Context-Aware Reaonser : Enhancing Contextual Reasoning in Multimodal Large Language Models
Abstract
Multimodal large language models (MLLMs) have demonstrated remarkable reasoning capabilities over internalized knowledge. However, current research overlooks contextual reasoning, the ability to reason based on the relevant information present in the context. To investigate this issue, we construct the Visual Contextual Reasoning Benchmark (ContextReasonV-Bench), and our analysis reveals two predominant failure modes: \textit{context neglect}, where models rely on pre-trained knowledge instead of contextual information, and \textit{superficial pattern matching}, where models exploit shallow correlations rather than genuine patterns.

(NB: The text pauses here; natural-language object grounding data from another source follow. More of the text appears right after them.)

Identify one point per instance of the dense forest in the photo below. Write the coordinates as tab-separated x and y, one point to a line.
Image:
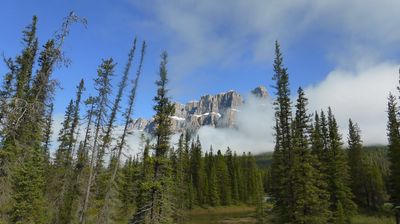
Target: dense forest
90	175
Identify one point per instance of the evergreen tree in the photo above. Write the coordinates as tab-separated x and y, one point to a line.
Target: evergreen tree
101	104
196	174
338	175
233	175
357	169
311	202
48	132
223	179
394	154
104	213
213	198
160	205
281	169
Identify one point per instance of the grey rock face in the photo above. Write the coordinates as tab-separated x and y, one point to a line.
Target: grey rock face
217	111
260	91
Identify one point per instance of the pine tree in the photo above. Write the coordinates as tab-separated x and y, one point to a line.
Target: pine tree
47	132
281	169
160	205
311	201
357	169
223	179
101	104
394	154
233	175
197	174
338	174
213	198
104	213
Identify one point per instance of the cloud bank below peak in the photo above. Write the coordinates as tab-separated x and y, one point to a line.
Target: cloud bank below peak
361	96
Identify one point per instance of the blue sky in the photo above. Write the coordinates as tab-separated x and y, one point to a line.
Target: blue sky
215	46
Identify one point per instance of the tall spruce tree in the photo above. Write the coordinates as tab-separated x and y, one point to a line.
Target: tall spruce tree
341	197
311	202
357	169
105	211
394	155
160	206
101	105
281	169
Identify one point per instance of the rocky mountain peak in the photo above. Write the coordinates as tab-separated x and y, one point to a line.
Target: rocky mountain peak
217	111
260	91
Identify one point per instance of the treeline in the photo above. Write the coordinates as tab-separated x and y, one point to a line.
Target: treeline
313	178
88	175
216	178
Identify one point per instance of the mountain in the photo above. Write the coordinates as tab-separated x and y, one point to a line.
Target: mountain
218	111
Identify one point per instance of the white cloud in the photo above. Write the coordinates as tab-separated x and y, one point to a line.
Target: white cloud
202	33
361	96
254	130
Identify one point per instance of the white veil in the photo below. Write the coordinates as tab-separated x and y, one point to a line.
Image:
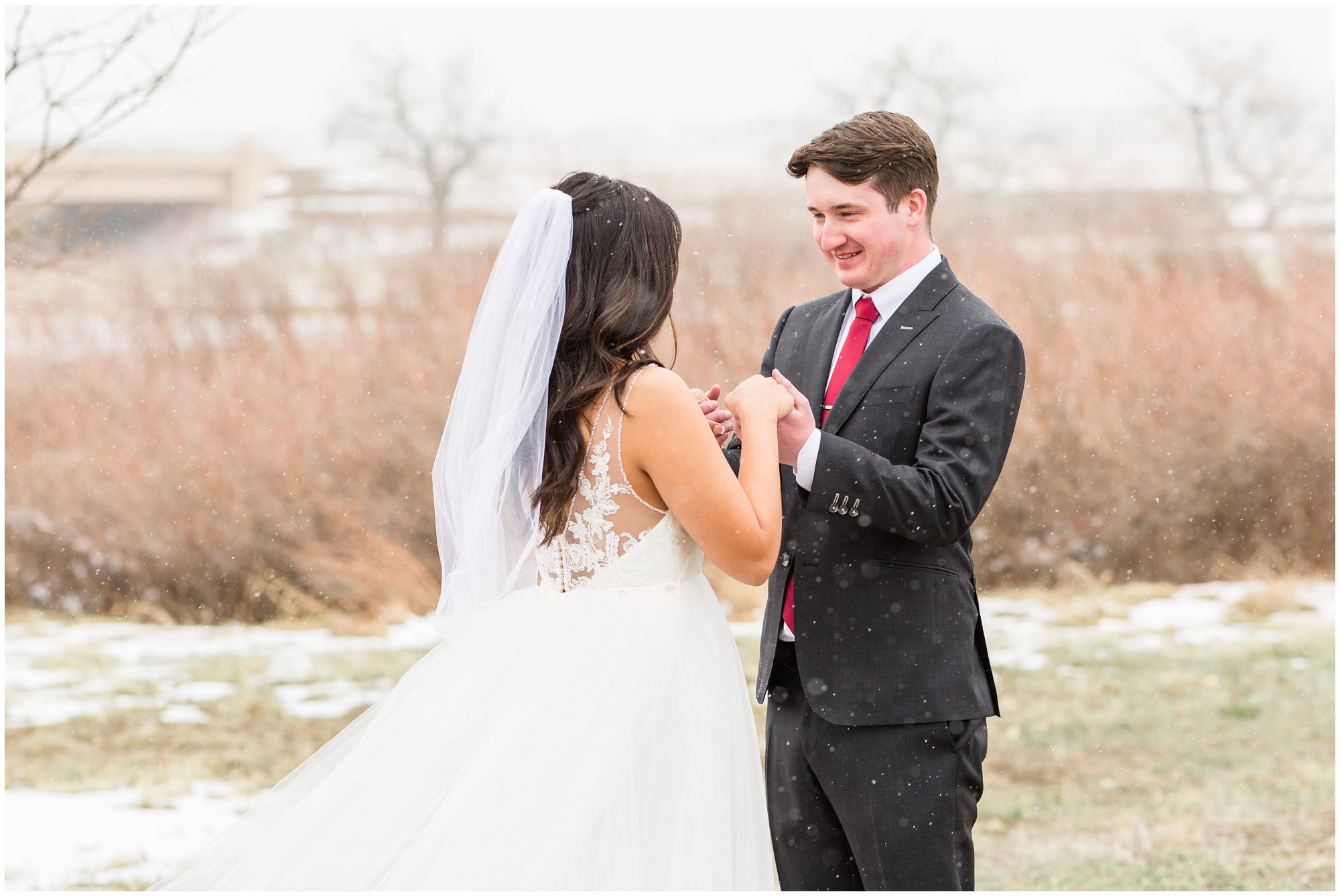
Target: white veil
492	451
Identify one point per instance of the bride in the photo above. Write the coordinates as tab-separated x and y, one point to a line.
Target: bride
585	723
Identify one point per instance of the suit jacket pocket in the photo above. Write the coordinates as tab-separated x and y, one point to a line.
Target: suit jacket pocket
889	396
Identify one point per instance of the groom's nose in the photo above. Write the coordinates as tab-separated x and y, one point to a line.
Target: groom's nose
831	236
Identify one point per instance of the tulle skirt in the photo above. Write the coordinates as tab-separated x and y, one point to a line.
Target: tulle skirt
593	740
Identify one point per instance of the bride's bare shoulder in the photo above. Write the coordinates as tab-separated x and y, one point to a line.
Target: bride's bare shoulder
661	401
659	389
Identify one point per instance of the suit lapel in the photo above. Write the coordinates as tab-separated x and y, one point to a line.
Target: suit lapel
917	311
823	346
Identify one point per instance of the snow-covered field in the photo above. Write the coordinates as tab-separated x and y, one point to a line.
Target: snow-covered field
58	672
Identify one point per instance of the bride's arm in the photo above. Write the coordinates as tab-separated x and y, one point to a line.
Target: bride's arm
736	522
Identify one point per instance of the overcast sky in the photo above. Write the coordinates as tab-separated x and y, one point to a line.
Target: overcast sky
684	77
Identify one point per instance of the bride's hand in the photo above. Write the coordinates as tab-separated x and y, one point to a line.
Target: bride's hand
759	394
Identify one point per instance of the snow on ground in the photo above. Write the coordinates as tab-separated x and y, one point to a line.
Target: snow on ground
104	839
160	656
108	838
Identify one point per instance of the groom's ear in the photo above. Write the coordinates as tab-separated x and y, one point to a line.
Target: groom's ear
916	203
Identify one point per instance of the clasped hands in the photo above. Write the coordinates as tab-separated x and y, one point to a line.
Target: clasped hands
794	425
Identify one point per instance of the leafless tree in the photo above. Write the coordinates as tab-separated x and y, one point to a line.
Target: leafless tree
88	78
945	96
951	98
1252	132
435	123
68	85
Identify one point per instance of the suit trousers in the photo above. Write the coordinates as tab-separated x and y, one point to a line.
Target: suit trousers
869	807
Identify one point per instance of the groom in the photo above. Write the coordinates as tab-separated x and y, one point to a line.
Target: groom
873	658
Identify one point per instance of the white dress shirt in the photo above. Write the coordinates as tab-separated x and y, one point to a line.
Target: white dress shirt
888	301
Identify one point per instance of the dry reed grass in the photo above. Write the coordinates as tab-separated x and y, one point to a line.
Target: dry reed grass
1177	423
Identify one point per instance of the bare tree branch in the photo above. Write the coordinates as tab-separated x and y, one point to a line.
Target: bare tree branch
112	105
438	135
1251	132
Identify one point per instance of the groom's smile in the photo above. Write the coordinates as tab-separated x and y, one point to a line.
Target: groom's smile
865	243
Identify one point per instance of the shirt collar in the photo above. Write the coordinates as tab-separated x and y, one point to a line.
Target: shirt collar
893	294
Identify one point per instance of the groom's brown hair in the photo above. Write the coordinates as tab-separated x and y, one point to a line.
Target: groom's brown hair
888	149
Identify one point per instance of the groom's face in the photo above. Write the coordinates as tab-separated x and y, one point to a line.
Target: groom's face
862	240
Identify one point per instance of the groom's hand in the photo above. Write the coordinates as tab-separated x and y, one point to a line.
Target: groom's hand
794	429
719	419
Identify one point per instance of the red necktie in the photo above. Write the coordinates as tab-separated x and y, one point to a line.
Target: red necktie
848	358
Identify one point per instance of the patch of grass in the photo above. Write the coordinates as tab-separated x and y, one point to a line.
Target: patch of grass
249	743
1197	768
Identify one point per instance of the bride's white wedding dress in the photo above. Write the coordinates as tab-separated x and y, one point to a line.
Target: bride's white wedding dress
592	732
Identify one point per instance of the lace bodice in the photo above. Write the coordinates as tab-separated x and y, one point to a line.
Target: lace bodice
613	538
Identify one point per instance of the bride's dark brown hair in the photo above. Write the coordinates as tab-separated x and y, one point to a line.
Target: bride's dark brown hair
620	285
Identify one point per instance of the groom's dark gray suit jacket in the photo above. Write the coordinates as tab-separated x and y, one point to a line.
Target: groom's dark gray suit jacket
888	623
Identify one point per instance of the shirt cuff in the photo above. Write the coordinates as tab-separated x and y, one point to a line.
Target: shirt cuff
806	461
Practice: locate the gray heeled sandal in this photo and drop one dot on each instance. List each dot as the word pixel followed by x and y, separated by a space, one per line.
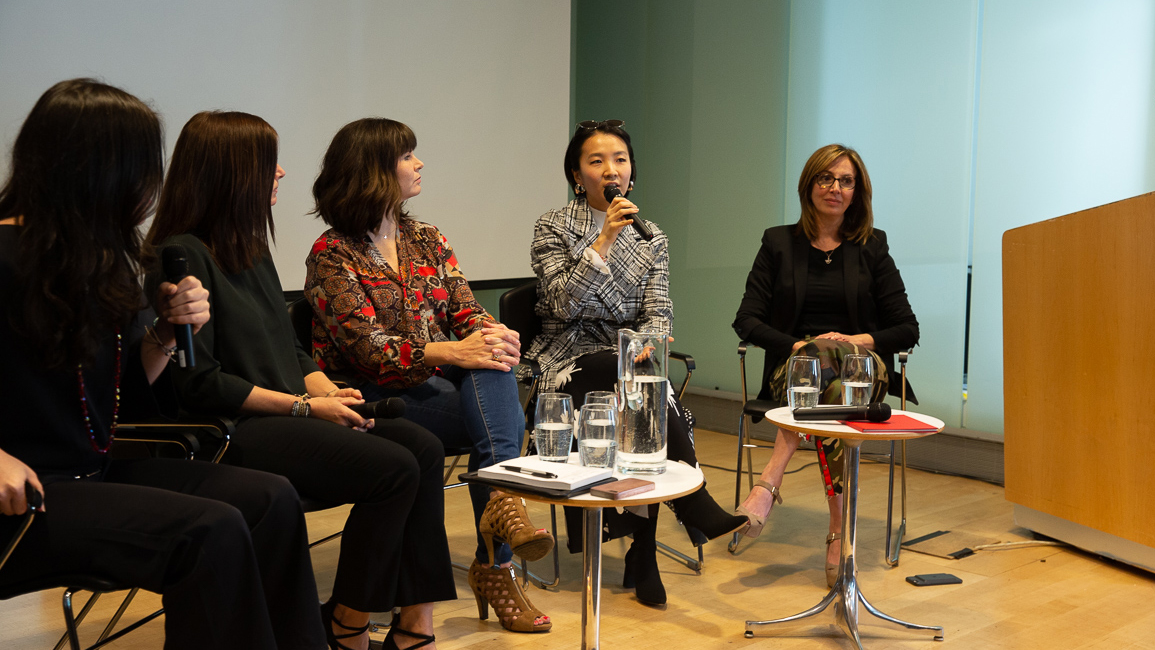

To address these limitations, we propose a two-stage approach that progressively establishes and reinforces contextual pattern acquisition. The first stage establishes an "analyze-then-solve" reasoning paradigm through supervised fine-tuning (SFT). We then employ a context-aware reinforcement learning (RL) framework that integrates context-aware reward modeling with hierarchical advantage estimation to encourage the model to identify genuine contextual patterns. This approach yields Context-Aware Reasoner (CAR), a model that achieves 38.14\% accuracy on ContextReasonV-Bench, improving the base model by 22.09\%. Notably, CAR exhibits strong generalization to tasks not seen during training, confirming that our approach enhances genuine contextual reasoning capability.